This project maintains the full text datasets provided to researchers and the HathiTrust Research Center.
git clone https://github.com/hathitrust/datasets
cd datasets
docker-compose build
docker-compose run test bundle install
docker-compose run test
The datasets are the volume fulltexts with rights that permit inclusion in and distribution by the hathitrust research datasets. Each volume is uniquely identified by a prefix and number. e.g. pre.01234567891011 or exp.11223344556677
The entire corpus of the fulltexts available for research is called ht_text
. This is the superset of available volumes. This set is only used directly by the HathiTrust Research Center.
There are subsets of volumes that correspond to specific rights attributed to the volumes. For example, volumes with the rights, public domain world, are in the subset ht_text_pd_world. The list of subsets is:
- ht_text_pd
- ht_text_pd_open_access
- ht_text_pd_world
- ht_text_pd_world_open_access
The The zip files which contain the data reside in ht_text (the superset). The subsets are mirrors of sections of the ht_text pairtree with the final directory being a symlink to the correpsonding directory in ht_text.
ls -l /datasets/ht_text_pd_world/obj/exp/pairtree_root/11/22/33/44/55/66/77
11223344556677 -> /datasets/ht_text/ht_text_pd_world/obj/exp/pairtree_root/11/22/33/44/55/66/77
Prior to beginning a new run, the queue of jobs must be empty. In order to be empty, each job must have completed successfully. Failed jobs are re-queued. This is done to prevent race conditions with multiple changes to the same volume.

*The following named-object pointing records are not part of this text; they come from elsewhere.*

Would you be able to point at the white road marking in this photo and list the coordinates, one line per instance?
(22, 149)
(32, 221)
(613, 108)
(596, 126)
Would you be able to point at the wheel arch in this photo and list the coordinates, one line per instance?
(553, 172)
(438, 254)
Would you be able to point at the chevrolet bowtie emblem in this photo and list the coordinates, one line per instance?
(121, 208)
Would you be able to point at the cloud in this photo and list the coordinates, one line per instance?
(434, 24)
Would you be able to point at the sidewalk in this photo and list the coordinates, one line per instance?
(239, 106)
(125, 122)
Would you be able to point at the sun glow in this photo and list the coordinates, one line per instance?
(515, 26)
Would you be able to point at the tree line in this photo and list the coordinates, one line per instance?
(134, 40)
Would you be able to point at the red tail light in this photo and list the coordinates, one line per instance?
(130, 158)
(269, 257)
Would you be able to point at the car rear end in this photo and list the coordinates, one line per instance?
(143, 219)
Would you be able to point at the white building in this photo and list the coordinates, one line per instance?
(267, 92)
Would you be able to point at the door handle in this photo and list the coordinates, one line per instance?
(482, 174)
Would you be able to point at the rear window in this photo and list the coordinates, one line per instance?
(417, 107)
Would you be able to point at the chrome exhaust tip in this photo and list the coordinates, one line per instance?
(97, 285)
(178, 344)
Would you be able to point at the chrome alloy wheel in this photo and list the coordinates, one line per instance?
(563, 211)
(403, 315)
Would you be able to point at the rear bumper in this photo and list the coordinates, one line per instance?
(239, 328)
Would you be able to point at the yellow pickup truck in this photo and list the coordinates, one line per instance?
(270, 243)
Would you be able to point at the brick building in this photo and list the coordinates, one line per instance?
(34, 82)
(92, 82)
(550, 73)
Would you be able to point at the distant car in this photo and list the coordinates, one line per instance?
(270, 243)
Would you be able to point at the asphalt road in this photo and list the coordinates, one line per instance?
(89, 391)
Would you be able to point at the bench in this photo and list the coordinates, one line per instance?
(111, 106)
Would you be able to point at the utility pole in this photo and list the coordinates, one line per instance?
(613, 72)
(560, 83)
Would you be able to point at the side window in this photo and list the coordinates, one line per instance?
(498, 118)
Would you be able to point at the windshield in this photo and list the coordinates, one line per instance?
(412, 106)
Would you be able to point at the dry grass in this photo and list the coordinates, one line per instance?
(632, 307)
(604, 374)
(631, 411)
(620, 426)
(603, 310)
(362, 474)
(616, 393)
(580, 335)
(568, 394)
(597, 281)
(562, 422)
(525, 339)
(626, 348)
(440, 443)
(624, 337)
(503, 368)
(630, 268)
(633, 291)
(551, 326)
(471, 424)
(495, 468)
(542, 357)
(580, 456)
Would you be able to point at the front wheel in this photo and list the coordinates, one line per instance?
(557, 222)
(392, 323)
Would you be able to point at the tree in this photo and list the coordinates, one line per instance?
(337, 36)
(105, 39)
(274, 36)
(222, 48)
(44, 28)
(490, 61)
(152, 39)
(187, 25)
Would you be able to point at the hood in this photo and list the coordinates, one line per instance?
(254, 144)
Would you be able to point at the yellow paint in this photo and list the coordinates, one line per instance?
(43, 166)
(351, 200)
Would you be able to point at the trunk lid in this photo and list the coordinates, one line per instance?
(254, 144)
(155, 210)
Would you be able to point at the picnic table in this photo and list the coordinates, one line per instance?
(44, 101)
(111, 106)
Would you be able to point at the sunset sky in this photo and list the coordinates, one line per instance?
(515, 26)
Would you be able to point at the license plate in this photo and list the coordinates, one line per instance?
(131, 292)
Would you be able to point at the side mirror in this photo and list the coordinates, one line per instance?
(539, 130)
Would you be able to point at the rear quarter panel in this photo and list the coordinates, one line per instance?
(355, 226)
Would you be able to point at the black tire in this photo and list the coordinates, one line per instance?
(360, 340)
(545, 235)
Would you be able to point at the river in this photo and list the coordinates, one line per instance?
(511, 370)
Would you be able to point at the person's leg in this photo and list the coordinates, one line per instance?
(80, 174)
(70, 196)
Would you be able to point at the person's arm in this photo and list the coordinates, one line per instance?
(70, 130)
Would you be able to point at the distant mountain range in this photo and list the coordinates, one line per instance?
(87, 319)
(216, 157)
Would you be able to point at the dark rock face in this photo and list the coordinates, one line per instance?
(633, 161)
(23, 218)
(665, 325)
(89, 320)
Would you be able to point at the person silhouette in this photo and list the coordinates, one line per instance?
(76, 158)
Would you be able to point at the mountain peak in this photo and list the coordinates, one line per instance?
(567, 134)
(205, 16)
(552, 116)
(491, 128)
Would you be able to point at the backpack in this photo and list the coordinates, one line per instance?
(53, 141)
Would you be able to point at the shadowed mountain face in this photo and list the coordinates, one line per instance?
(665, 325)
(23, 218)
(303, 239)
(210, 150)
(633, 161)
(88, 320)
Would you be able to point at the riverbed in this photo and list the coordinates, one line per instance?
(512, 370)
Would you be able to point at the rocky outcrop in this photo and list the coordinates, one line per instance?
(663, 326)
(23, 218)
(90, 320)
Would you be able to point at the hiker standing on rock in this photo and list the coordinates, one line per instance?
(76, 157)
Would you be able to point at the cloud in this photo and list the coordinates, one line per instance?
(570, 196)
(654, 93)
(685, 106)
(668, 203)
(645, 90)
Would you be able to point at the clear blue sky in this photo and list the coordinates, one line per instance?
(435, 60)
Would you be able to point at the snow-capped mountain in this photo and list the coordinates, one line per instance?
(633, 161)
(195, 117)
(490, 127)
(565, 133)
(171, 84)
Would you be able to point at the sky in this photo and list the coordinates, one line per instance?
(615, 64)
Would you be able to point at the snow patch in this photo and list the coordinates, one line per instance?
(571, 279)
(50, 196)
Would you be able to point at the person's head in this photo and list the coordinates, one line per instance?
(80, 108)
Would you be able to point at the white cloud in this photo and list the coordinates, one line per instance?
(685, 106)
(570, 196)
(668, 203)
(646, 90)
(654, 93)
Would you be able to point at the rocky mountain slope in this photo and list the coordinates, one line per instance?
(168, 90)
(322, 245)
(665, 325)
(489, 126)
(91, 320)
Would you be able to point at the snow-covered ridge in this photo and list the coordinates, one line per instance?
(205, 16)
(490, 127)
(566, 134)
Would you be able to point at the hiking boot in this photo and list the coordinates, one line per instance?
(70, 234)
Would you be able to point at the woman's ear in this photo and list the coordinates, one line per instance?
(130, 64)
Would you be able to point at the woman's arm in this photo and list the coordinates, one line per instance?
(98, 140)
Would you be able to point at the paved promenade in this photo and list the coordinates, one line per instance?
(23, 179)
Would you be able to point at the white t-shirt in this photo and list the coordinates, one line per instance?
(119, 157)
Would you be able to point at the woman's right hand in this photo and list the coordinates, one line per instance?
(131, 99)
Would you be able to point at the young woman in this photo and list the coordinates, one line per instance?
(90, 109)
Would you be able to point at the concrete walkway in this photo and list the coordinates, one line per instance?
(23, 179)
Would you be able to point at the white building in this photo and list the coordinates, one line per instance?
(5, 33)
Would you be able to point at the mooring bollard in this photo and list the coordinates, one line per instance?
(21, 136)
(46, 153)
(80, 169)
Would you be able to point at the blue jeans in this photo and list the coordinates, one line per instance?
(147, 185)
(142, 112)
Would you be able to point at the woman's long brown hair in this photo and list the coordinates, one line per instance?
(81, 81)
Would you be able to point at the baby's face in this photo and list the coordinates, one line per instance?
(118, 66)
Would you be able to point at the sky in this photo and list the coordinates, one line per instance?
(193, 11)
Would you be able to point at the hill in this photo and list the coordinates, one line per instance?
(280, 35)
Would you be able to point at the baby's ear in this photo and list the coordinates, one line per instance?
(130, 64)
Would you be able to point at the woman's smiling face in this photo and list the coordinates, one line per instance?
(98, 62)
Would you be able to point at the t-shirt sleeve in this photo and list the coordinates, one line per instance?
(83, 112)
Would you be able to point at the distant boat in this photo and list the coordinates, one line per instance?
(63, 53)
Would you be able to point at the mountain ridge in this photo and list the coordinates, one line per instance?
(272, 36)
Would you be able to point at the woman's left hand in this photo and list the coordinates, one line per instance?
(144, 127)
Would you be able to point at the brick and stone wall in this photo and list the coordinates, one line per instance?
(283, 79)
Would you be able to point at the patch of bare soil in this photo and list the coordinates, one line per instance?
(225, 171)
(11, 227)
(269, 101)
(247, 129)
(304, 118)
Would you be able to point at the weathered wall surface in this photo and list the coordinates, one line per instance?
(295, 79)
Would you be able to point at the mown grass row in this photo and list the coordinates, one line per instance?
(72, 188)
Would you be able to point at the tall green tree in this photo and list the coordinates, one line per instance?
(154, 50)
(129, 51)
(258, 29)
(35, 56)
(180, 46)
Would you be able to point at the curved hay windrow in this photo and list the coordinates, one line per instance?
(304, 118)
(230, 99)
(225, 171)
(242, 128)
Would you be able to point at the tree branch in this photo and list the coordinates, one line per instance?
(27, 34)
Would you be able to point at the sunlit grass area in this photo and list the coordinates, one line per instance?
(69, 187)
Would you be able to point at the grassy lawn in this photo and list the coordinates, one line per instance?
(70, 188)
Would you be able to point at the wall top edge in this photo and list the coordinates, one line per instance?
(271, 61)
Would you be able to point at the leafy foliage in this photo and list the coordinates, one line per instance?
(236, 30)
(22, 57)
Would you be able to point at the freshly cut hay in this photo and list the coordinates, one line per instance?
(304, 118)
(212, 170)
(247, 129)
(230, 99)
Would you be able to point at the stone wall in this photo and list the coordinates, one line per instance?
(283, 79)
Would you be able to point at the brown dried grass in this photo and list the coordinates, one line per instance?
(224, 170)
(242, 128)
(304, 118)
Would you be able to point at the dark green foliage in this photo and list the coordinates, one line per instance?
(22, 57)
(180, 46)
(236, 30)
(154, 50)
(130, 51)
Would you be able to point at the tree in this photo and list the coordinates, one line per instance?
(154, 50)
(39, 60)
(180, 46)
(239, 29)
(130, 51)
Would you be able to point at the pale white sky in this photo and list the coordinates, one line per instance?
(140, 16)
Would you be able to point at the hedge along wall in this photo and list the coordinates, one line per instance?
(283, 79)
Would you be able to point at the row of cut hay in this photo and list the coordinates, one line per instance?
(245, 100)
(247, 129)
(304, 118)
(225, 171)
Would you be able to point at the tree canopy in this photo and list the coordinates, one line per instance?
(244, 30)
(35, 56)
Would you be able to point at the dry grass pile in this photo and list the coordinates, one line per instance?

There are two kinds of changes to the HathiTrust volumes that the research datasets need to incorporate: - Rights: Updates to the copyright determination or access rights. Queried from the aptly named, rights table. - Content: Updates to the OCR text. Queried from the re-ingest feed table.
The list of changes is filtered into queues. There is a queue for each subset and a queue for the content changes.
For each volume in a queue, a job is scheduled to apply the changes to the filesystem.
Deployed via private ArgoCD control repository
This creates a set of workers for handling data set jobs, as well as a set of cron jobs to generate the dataset full inventory, fetch metadata, queue jobs for updating the data set, and compiling and processing the logs generated by the workers.
Atomic filesystem moves. This remains to be tested.